Vu de Londres

Shocking : James Bond ne paie pas vraiment ses impôts

Un rapport révèle que les studios londoniens d’où sortent les films des studios EON Productions ont reçu des dizaines de millions d'euros d’exemptions fiscales.
par Sonia Delesalle-Stolper, correspondante à Londres
publié le 22 octobre 2020 à 6h57

Son nom est James, James Bond. Il passe sa vie à sauver des vies, à éviter des trahisons terribles et autres guerres et catastrophes planétaires. Le tout en sautant d’un avion, d’un bateau, d’une grue, d’une montagne ou d’une Aston Martin en flammes. En costume-cravate sans plis et en buvant une vodka-martini sous les yeux énamourés de créatures de rêve.
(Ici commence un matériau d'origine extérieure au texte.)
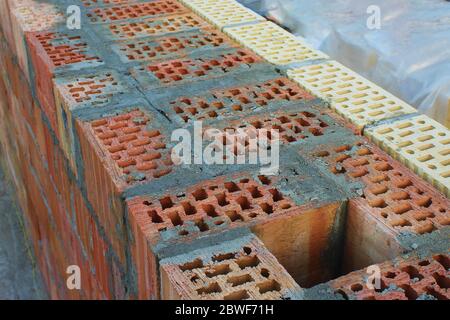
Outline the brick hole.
[197,282,222,295]
[370,185,389,196]
[212,253,236,262]
[433,273,450,290]
[195,219,209,232]
[202,204,219,218]
[247,186,263,199]
[401,266,424,281]
[148,210,164,223]
[192,189,208,201]
[433,254,450,270]
[205,264,231,278]
[159,197,173,210]
[426,287,447,300]
[181,201,197,216]
[223,290,250,300]
[236,196,252,210]
[384,271,397,279]
[180,258,203,272]
[236,256,260,270]
[392,203,412,215]
[350,283,364,292]
[260,268,270,278]
[415,196,433,208]
[391,218,412,228]
[215,192,230,207]
[399,284,419,300]
[368,198,387,210]
[224,182,241,193]
[167,211,183,227]
[227,274,255,287]
[269,189,284,202]
[259,203,273,215]
[256,280,281,294]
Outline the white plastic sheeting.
[241,0,450,126]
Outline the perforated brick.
[27,32,103,131]
[170,78,314,123]
[29,32,102,67]
[87,0,187,23]
[132,49,261,89]
[161,237,301,300]
[54,70,130,172]
[112,28,235,62]
[224,22,328,65]
[366,115,450,197]
[56,70,127,110]
[9,0,64,80]
[209,110,334,148]
[81,0,138,7]
[127,170,341,296]
[330,252,450,300]
[129,176,295,238]
[181,0,265,28]
[288,61,417,128]
[101,13,208,40]
[90,110,172,184]
[315,143,450,234]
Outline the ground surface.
[0,168,47,299]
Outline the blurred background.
[239,0,450,127]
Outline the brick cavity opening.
[128,174,342,291]
[313,140,450,274]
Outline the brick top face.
[134,49,262,88]
[31,32,103,67]
[331,253,450,300]
[88,110,172,185]
[170,78,314,122]
[87,0,187,23]
[314,142,450,234]
[162,235,299,300]
[128,175,295,238]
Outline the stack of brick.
[0,0,450,299]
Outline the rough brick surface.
[132,49,261,90]
[330,252,450,300]
[112,28,235,62]
[87,0,187,23]
[164,78,314,123]
[98,13,207,40]
[161,237,301,300]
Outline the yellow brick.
[181,0,265,29]
[366,115,450,197]
[288,61,417,129]
[224,21,328,65]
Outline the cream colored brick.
[181,0,265,29]
[366,115,450,197]
[224,21,328,65]
[288,61,417,129]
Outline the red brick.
[308,139,450,271]
[330,252,450,300]
[132,49,262,89]
[87,0,187,23]
[98,12,208,40]
[162,78,314,123]
[161,237,301,300]
[77,108,172,262]
[27,32,103,132]
[128,174,340,298]
[111,27,237,63]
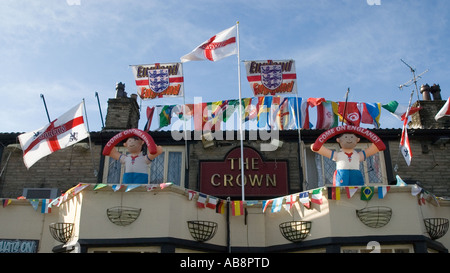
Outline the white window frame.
[102,146,186,187]
[341,243,414,253]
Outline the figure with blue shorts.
[109,136,163,184]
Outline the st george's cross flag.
[180,25,237,63]
[18,102,89,169]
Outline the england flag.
[18,102,89,169]
[181,25,237,63]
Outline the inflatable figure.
[103,129,163,184]
[311,125,386,186]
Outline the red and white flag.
[19,102,89,169]
[180,25,237,63]
[434,97,450,120]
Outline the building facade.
[0,87,450,252]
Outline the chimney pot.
[116,82,127,98]
[430,84,442,100]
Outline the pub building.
[0,85,450,253]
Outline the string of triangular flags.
[0,175,439,216]
[148,96,421,130]
[0,182,172,213]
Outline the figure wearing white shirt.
[109,136,163,184]
[311,133,379,186]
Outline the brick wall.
[389,137,450,197]
[0,143,101,198]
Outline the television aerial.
[398,59,428,100]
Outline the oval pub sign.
[200,147,288,197]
Mais il y a un hic : James Bond paye très peu d’impôts. Pas dans la fiction des écrans, mais dans la réalité, dans la vraie vie.

Un récent rapport d’un institut de recherche sur la fraude fiscale, TaxWatch, intitulé «No Time To Pay Tax ?», révèle qu’EON Productions, les studios londoniens d’où sortent les films, réalisent très peu de bénéfices au Royaume-Uni mais ont reçu au fil des années des dizaines de millions d’exemptions d’impôts.
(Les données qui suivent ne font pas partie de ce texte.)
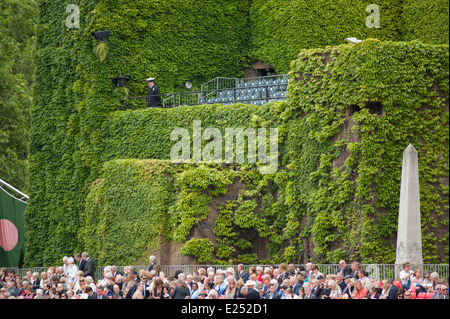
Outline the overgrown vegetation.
[22,0,449,267]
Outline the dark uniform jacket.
[147,85,161,107]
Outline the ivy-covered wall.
[250,0,449,73]
[25,0,253,265]
[26,0,448,266]
[288,40,449,263]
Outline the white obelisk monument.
[395,144,423,277]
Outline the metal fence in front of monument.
[7,264,450,281]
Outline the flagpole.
[0,178,30,200]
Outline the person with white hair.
[63,256,69,273]
[429,272,439,292]
[213,275,228,296]
[147,255,156,271]
[34,288,44,299]
[256,266,264,283]
[64,257,78,282]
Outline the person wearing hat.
[147,78,161,107]
[342,275,353,299]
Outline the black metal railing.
[127,79,289,108]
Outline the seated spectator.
[351,279,367,299]
[367,285,380,299]
[328,279,342,299]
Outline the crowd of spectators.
[0,258,448,299]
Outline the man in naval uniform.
[147,78,161,107]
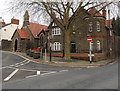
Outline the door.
[71,43,76,53]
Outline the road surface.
[1,52,118,89]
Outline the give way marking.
[4,69,19,81]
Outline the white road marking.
[0,66,8,69]
[4,69,19,81]
[10,60,30,67]
[41,71,56,75]
[59,70,68,72]
[37,71,40,75]
[25,75,38,78]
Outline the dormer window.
[52,28,61,35]
[89,22,93,32]
[97,22,100,32]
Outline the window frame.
[52,42,61,51]
[97,21,100,32]
[89,22,93,32]
[52,28,61,35]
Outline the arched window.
[97,22,100,32]
[97,41,101,51]
[89,22,93,32]
[52,28,61,35]
[52,42,61,51]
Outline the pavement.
[1,51,116,68]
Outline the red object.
[17,29,29,39]
[11,18,19,25]
[32,48,41,50]
[87,37,92,42]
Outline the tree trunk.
[63,30,71,60]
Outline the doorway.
[14,39,18,52]
[71,43,76,53]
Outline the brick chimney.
[11,17,19,25]
[102,8,106,18]
[1,19,5,25]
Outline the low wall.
[1,40,12,51]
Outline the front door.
[71,43,76,53]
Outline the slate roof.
[17,29,29,39]
[29,22,48,38]
[85,8,103,18]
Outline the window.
[4,29,7,31]
[97,22,100,32]
[89,22,93,32]
[52,42,61,51]
[97,41,101,51]
[53,23,57,26]
[90,42,93,51]
[52,28,61,35]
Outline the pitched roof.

Environ 133 millions d’euros d'exemptions d'impôts

Les derniers comptes publiés révèlent que Spectre, sorti en 2015, a reçu 30 millions de livres (33,3 millions d'euros) de crédit d'impôts alors que pour No Time to Die, le 25e James Bond dont la sortie a été reportée à 2021 pour cause de pandémie, les crédits se sont élevés à 47 millions de livres (52,15 millions d'euros). Au total, les exemptions d'impôts depuis 2007 s'élèveraient à 120 millions de livres (133 millions d'euros), selon TaxWatch.

Pour bénéficier d'exemptions d'impôts au Royaume-Uni, le British Film Institute, l'organisme de promotion du cinéma et de la télévision britannique, doit décréter que le film est «culturellement britannique». Ce qui, dans le cas de la franchise de 007, employé du MI6, les services secrets de sa Gracieuse Majesté, ne fait certes aucun doute. Après tout, James Bond (incarné par Daniel Craig) a bien sauté en parachute à côté de la reine Elizabeth II (enfin de son sosie) du haut d'un hélicoptère pendant la cérémonie d'ouverture des Jeux olympiques à Londres en 2012.

«Alors que cinémas et théâtres dans le pays ferment, que les employés du secteur culturel sont durement touchés, vous devez vous demander si distribuer des dizaines de millions de livres sterling à une franchise tellement rentable est le meilleur usage possible de l'argent public», a estimé George Turner, directeur de TaxWatch.

La chaîne de cinémas Cineworld a annoncé la fermeture de ses 663 salles au Royaume-Uni et aux Etats-Unis en raison de la pandémie mais surtout du report de la sortie de No Time to Die. Alors, James Bond a-t-il versé dans l'illégalité ? Non, bien sûr que non.

Une société logée dans le Delaware

Mais la distribution de la franchise formidablement bénéficiaire répond à un petit tour de passe-passe. EON tourne et réalise les films puis les vend à Danjaq, une société créée en 1962 par les épouses des producteurs Harry Saltzman et Albert R «Cubby» Broccoli ; qui s’étaient portés acquéreurs l’année précédente des droits des romans d’Ian Fleming. Danjaq est logée dans l’Etat de Delaware aux Etats-Unis, au régime fiscal très avantageux.

Danjaq s'est défendu en affirmant permettre à «EON d'employer au Royaume-Uni des dizaines de milliers de personnes et d'utiliser les crédits d'impôts pour financer la fabrication des films de Bond […] au Royaume-Uni». Un argument balayé par TaxWatch qui a estimé que les Bond ont été tournés et produits au Royaume-Uni pendant des décennies avant l'introduction des crédits d'impôts pour les films en 2007. Pour George Turner, il n'est pas «vraiment crédible d'imaginer que le commandant Bond puisse faire défection vers la CIA».